First written in 2006.
Last updated 2014-06-29.
Rotate a point, \((x_1, y_1)\), around the origin, by the angle \(\phi\), resulting in a new point, \((x_2, y_2)\):
$$ \begin{eqnarray*} x_2 & = & x_1 \cos \phi - y_1 \sin \phi\\ y_2 & = & y_1 \cos \phi + x_1 \sin \phi \end{eqnarray*} $$
How to derive the rotation formulas
Start with a point: $$p_1 = (x_1, y_1)$$
In polar coordinates, this is: $$ \begin{eqnarray*} x_1 = r \cos \theta_1\\ y_1 = r \sin \theta_1 \end{eqnarray*} $$
The rotated point will be: $$ \begin{eqnarray*} x_2 & = & r \cos \left(\theta_1 + \phi\right) \\ y_2 & = & r \sin \left(\theta_1 + \phi\right) \end{eqnarray*} $$
Remember the trigonometric identities for addition of angles: (we'll get to these later) $$ \begin{eqnarray*} \sin \left(a + b\right) & = & \sin a \cos b + \cos a \sin b \\ \cos \left(a + b\right) & = & \cos a \cos b - \sin a \sin b \end{eqnarray*} $$
Substituting these in, we get: $$ \begin{eqnarray*} x_2 & = & r \cos \left(\theta_1 + \phi\right) \\ x_2 & = & r \left( \cos \theta_1 \cos \phi - \sin \theta_1 \sin \phi \right) \end{eqnarray*} $$
Using the equations for \(x_1\) and \(y_1\), we can simplify this: $$ \begin{eqnarray*} x_2 & = & \left( r \cos \theta_1 \right) \cos \phi - \left( r \sin \theta_1 \right) \sin \phi\\ x_2 & = & x_1 \cos \phi - y_1 \sin \phi \end{eqnarray*} $$
Likewise, for \(y_2\): $$ \begin{eqnarray*} y_2 & = & r \sin \left(\theta_1 + \phi\right) \\ y_2 & = & r \left( \sin \theta_1 \cos \phi + \cos \theta_1 \sin \phi \right) \\ y_2 & = & y_1 \cos \phi + x_1 \sin \phi \end{eqnarray*} $$
How to derive the addition-of-angles formulas
A complex number on the unit circle, in exponential form: $$e^{\theta i} = \cos \theta + i \sin \theta$$
Multiplying two such complex numbers: $$e^{ai} \times e^{bi} = e^{\left(a+b\right)i}$$
So: $$ \begin{eqnarray*} e^{\left(a+b\right)i} & = & \cos\left(a+b\right) + i \sin\left(a+b\right) \\ e^{ai} \times e^{bi} & = & \left(\cos a + i \sin a\right) \times\\ & & \left(\cos b + i \sin b\right)\\ & = & \cos a \cos b + i \cos a \sin b +\\ & & i \sin a \cos b - \sin a \sin b\\ \end{eqnarray*} $$
Separating the real and complex components: $$ \begin{eqnarray*} \cos\left(a+b\right) & = & \cos a \cos b - \sin a \sin b\\ \sin\left(a+b\right) & = & \cos a \sin b + \sin a \cos b \end{eqnarray*} $$
Implementation and optimization
Here's a straightforward implementation of rotation in C++:
void rot1(const double x1, const double y1, const double theta, double* x2, double* y2) { const double s = sin(theta); const double c = cos(theta); *x2 = x1 * c - y1 * s; *y2 = y1 * c + x1 * s; }
The above costs 4 multiplies, 1 add, 1 subtract.

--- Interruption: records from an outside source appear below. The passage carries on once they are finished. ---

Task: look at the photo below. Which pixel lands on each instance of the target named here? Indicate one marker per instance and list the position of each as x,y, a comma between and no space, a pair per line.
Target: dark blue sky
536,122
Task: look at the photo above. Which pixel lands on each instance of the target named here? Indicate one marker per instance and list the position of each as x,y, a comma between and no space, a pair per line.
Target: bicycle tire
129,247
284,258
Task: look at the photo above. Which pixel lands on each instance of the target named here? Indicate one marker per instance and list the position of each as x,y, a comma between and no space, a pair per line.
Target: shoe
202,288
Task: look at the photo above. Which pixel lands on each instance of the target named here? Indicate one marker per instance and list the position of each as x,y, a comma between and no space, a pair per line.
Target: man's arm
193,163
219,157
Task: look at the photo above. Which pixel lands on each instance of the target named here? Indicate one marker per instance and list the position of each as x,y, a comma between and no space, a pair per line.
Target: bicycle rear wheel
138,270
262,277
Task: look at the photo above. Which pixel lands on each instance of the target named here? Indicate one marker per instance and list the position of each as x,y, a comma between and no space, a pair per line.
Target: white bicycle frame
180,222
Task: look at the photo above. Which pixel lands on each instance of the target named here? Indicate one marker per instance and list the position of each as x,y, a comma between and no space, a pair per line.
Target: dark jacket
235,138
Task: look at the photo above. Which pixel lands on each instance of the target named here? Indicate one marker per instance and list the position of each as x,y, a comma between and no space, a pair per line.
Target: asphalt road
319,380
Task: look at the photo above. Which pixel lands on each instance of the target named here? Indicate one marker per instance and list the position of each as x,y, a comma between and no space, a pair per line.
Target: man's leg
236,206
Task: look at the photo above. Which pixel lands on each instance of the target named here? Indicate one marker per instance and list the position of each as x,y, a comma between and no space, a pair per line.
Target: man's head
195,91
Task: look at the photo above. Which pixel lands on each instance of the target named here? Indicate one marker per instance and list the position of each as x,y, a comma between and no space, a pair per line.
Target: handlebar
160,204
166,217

We can trade one of the multiplies for 2 adds and 1 subtract:
void rot2(const double x1, const double y1, const double theta, double* x2, double* y2) { const double s = sin(theta); const double c = cos(theta); const double z = x1 * (s + c); *x2 = z - (x1 + y1) * s; *y2 = z + (y1 - x1) * c; }
The above costs 3 multiplies, 3 adds, 2 subtracts.
If the angle is fixed, there's a further optimization possible:
void rot3(const double x1, const double y1, double* x2, double* y2) { const double s = sin(1. * M_PI / 16.); const double c = cos(1. * M_PI / 16.); const double z = c * (x1 + y1); *x2 = (-s-c) * y1 + z; *y2 = ( s-c) * x1 + z; }
The above costs 3 multiplies and 3 adds, because -s-c
and s-c
are turned into constants.
All the code is here: rot.cc
I'm not counting operations by looking at the C++ code, but by looking at the generated assembler. There are instructions and results in the file.